Babalar Neden Erken Ölür? -I- >>
Kasabanın hemen dışında çıkrıkları kırık, deresi kurumuş, çınarı yaşamaya direnen değirmenin yanındaydı evimiz. Kapıyı açıp bahçeye girdim. Bir serçenin yakalandığında pır pır atan yüreği gibiydi yüreğim.
Yaz sabahıydı. Bahçe yemyeşil, koyu gölgeleriyle cennetten farksızdı. Yazdan başka bir mevsim yakışmazdı bahçeme.
Kahvaltıya yeşillikler toplayan ablam gördü beni ilkin. Elindeki tereleri, maydanozları attı. Koştu, boynuna sarıldı.
– Sen geldin Çınar, sen geldin, dedi ağlayarak.
Annem gibi kokuyordu ablam. Gözyaşlarım gözümde dondu kaldı. Babamı fark ettim sonra. Çınarın altındaki divana oturmuş, boş gözlerle uzaklara bakıyordu. Yine o lacivert çizgili pijaması, yine o beyaz atleti vardı üstünde. Paytak, başka bir kıyafet giyse babama benzemeyecekti. Divanda diz çöker gibi çöktüm önüne, ellerini uzun uzun öptüm.
– Baba, bak ben geldim.
Babam, uzaklardan yanıma geldi. Ağzı eğilmiş, sol gözü de aşağı inmişti biraz. Bakıp durdu bana. İçimde zemheride bir dağın karanlık kış gecelerinin ürkütücü uğultusu… İçimde parçalanan ceylanların çığlıkları… Babam, sonra elini kaldırıp “Nazife bak, Çınar gelmiş.” dercesine annemi gördüğü yeri işaret etti.
Anlamsız sesler çıkarıp başımı okşadı. Bir süre öyle kaldım.
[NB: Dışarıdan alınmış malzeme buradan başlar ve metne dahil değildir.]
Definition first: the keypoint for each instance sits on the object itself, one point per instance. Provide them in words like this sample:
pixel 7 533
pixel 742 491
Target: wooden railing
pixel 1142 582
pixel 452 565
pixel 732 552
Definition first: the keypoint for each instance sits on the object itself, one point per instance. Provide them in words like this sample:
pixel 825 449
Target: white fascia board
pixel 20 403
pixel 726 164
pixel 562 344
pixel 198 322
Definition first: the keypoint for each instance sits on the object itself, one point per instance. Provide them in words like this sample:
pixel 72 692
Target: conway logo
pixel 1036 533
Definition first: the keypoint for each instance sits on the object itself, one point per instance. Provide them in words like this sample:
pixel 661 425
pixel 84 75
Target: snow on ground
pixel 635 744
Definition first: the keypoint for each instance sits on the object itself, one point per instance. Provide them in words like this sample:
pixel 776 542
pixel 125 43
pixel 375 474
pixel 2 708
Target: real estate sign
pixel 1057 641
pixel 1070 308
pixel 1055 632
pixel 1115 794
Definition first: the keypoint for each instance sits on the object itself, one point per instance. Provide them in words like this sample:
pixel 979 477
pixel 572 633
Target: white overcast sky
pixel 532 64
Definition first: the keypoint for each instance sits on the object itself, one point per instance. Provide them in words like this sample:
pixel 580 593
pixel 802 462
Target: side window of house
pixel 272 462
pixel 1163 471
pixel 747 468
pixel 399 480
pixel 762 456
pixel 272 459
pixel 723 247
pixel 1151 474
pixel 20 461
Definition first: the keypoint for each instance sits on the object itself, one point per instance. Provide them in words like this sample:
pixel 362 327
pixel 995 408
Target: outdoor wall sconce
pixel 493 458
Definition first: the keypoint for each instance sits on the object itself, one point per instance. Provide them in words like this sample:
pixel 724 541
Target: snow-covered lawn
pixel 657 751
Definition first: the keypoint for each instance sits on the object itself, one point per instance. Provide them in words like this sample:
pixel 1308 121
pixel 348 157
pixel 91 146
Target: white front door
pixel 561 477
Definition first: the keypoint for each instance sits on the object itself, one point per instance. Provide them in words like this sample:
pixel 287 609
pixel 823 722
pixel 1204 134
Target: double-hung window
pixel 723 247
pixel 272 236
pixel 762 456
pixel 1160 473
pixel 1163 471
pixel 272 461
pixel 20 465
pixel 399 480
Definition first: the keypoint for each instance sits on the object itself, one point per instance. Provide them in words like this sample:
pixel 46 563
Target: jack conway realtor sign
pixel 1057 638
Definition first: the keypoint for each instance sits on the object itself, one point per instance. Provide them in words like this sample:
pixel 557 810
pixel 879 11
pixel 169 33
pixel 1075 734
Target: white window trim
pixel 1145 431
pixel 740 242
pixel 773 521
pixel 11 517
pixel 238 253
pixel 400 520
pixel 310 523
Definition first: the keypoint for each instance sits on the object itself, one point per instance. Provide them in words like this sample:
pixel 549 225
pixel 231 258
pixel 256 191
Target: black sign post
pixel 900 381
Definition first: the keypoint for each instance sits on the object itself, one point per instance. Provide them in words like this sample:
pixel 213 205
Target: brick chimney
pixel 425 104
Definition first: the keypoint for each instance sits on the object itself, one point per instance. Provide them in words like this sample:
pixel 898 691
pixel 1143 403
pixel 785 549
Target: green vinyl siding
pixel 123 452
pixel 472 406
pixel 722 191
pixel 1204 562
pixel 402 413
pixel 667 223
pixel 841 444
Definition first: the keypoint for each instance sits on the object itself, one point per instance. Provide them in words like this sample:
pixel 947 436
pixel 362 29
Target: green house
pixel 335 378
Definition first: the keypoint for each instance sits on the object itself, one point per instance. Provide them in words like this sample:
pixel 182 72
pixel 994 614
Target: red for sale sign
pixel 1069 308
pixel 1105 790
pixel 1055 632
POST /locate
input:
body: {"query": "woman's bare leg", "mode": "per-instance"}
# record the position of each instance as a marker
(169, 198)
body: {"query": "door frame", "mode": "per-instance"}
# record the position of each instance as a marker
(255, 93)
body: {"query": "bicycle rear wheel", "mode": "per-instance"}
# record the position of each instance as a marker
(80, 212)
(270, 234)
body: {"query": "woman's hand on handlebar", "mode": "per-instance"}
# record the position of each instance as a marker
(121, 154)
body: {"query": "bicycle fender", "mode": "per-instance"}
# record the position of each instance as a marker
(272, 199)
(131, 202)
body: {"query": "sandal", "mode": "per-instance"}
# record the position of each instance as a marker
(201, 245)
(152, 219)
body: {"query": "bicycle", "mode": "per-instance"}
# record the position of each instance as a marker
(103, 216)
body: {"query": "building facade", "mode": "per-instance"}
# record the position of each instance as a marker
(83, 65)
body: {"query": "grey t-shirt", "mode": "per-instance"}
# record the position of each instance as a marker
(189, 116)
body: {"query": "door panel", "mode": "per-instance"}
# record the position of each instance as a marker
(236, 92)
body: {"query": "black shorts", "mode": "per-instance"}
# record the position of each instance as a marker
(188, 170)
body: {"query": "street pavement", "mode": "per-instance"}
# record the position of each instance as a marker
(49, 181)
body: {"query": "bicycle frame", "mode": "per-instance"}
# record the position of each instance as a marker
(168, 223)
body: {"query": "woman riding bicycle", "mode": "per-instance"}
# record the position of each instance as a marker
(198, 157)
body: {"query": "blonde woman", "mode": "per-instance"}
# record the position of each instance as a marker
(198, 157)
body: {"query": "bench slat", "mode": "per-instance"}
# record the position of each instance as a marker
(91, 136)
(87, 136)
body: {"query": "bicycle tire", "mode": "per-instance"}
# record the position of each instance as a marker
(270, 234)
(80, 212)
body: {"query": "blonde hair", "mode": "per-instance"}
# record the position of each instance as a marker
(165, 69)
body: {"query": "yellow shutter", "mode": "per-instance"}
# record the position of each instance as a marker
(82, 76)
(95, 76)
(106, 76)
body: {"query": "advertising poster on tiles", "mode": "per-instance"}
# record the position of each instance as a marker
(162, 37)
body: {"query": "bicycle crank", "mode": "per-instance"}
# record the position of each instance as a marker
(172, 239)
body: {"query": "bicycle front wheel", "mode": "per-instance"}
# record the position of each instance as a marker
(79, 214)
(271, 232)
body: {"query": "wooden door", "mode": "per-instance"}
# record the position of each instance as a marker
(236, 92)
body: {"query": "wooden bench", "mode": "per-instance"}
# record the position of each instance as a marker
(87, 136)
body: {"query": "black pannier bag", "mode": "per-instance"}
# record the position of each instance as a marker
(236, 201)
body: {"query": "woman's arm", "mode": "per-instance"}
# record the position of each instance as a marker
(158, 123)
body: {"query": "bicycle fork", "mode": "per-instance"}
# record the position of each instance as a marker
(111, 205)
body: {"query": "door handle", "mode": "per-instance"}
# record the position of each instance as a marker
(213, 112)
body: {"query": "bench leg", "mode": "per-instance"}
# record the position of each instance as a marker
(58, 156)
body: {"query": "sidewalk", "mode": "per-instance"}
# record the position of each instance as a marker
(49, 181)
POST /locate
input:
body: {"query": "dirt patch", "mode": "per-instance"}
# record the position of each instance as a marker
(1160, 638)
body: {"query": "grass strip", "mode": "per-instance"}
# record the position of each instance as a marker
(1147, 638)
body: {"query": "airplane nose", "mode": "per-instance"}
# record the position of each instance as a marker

Sonra sarılıp yüzünü, gözünü öptüm. Bir çocuk gibi debelendi. Nazife’nin emaneti gelmişti. Sağ eliyle kucakladı o da beni. Selma ablam, bizi izlerken az ilerideki unutulmuş değirmen gibi sessiz sessiz ağladı.
– Sen yoldan geldin, acıkmışsındır, deyip mutfağa seğirtti sonra.
Divana uzanıp başımı babamın dizine dayadım. Sağ eliyle saçlarımı okşarken bir gözü güneş, bir gözü ay oldu. Çok uzaklardan gelen kekik kokusunu duydum en son. Uyandığımda babamın atleti üstümdeydi. İçim cız etti. Bir bebeği sever gibi atletini giydirdim. İçimdeki ceylan ağıdı sussa konuşacaktım. Ne ceylan sustu ne ben konuştum.
Selma ablam, elindeki bakır siniyi masaya bıraktı. Tabaklarda bahçenin doğranmış sebzeleri mis gibi kokuyordu. Sacda pişen sıcak bazlamalara sebzeleri, yeşillikleri sarıp yerken, çıkrıkları kırık değirmen, acısını unutup bizimle avundu. Babam, divana uzanmaya çabaladı. Hemen ı kucaklayıp yavaşça divana yatırdım, üstüne de ince bir örtüm. Babam mutluluğa uyudu. Çınarın altında Çınar vardı. Nazife’nin emanet…
– Babama ne oldu böyle abla, dedim.
– Seni tutukladıkları sabah ardından yola çöküp kalmış, inme inmiş o anda. Sol yanı tutmuyor.
– Benim yüzümden oldu abla!
– Yok, dedi fesleğenleri sularken. Babalar erken ölür.